Let $X_1,..,X_n$ be a random independent sample $X_1,…,X_n$ from a Uniform$[0,\theta] $ distribution, $\theta \in [0, \infty)$, with probability density function
$f(x;\theta) =
\begin{cases}
1/\theta, & 0 \le x \le \theta \\
0, & \text{otherwise}
\end{cases}$ and
$X_{(n)}=max(X_1,X_2,…,X_n)$ and $X_{(1)}=min(X_1,...,X_n)$.
I know that $X_{(1)}$ has the same distribution as $\theta - X_{(n)}$
and that $\hat{\theta}=X_{(1)}+X_{(n)}$ is an unbiased estimator of θ.
I want to show that $Var(X_{(1)}+X_{(n)}) \le 4Var(X_{(n)})$.
My work: I know that $Var(X_{(n)})= \frac{\theta^2n}{(n+1)^2(n+2)}$.
Next: $Var(X_{(1)}+X_{(n)}) = E[(X_{(1)}+X_{(n)})^2]-E[X_{(1)}+X_{(n)}]^2= E[X_{(1)}^2]+E[2X_{(1)}X_{(n)}]+E[X_{(n)}^2]-\theta^2= E[X_{(1)}^2]+E[2(\theta-X_{(n)})X_{(n)}]+E[X_{(n)}^2]-\theta^2 =E[X_{(1)}^2]+2\theta E[X_{(n)}]-E[X_{(n)}^2]-\theta^2.$
I also calculated that: $E[X_{(1)}^2]= \frac{2\theta^2}{(n+1)(n+2)}$ and $E[X_{(n)}^2]=\frac{2\theta^2}{(n+2)}$.

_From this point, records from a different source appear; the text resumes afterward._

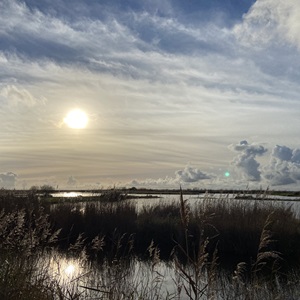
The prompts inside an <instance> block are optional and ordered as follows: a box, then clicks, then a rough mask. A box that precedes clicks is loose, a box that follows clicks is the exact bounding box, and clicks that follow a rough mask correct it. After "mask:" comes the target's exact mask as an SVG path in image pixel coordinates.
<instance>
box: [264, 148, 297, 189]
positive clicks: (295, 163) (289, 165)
mask: <svg viewBox="0 0 300 300" xmlns="http://www.w3.org/2000/svg"><path fill="white" fill-rule="evenodd" d="M264 177H265V178H266V179H267V180H268V182H269V183H270V185H273V186H277V185H287V184H293V183H297V181H298V180H300V149H298V148H295V149H291V148H289V147H287V146H279V145H276V146H275V147H274V148H273V150H272V154H271V159H270V162H269V164H268V165H267V166H266V167H265V168H264Z"/></svg>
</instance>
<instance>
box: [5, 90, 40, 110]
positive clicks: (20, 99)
mask: <svg viewBox="0 0 300 300" xmlns="http://www.w3.org/2000/svg"><path fill="white" fill-rule="evenodd" d="M0 99H3V100H4V101H5V102H6V103H7V105H8V106H10V107H13V108H15V107H17V106H20V105H21V106H27V107H33V106H35V105H38V104H44V103H45V101H46V100H45V98H36V97H34V96H33V95H32V94H31V93H30V92H29V91H28V90H27V89H25V88H21V87H18V86H16V85H10V84H8V85H3V86H1V85H0Z"/></svg>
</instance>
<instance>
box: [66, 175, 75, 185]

I see no other way than direct calculation of a variance.
Third equality in your calculation of the variance of the sum of order statistics is wrong. Yes, $X_{(1)}$ has the same distribution as $\theta - X_{(n)}$, and $X_{(1)}X_{(n)}$ does not have the same distribution as $(\theta-X_{(n)})X_{(n)}$.
You can calculate either $\mathbb E[(X_{(1)}+X_{(n)})^2]$ or $\mathbb E[X_{(1)}X_{(n)}]$ using pdf of joint distribution of $X_{(1)}$ and $X_{(n)}$: $$ f_{X_{(1)},X_{(n)}}(x,y) = \frac{n(n-1)(y-x)^{n-2}}{\theta^n}\cdot \mathbb 1_{\{0\leq x\leq y\leq \theta\}} $$ The resulting variance should be $Var(X_{(1)}+X_{(n)})=\frac{2\theta^2}{(n+1)(n+2)}$.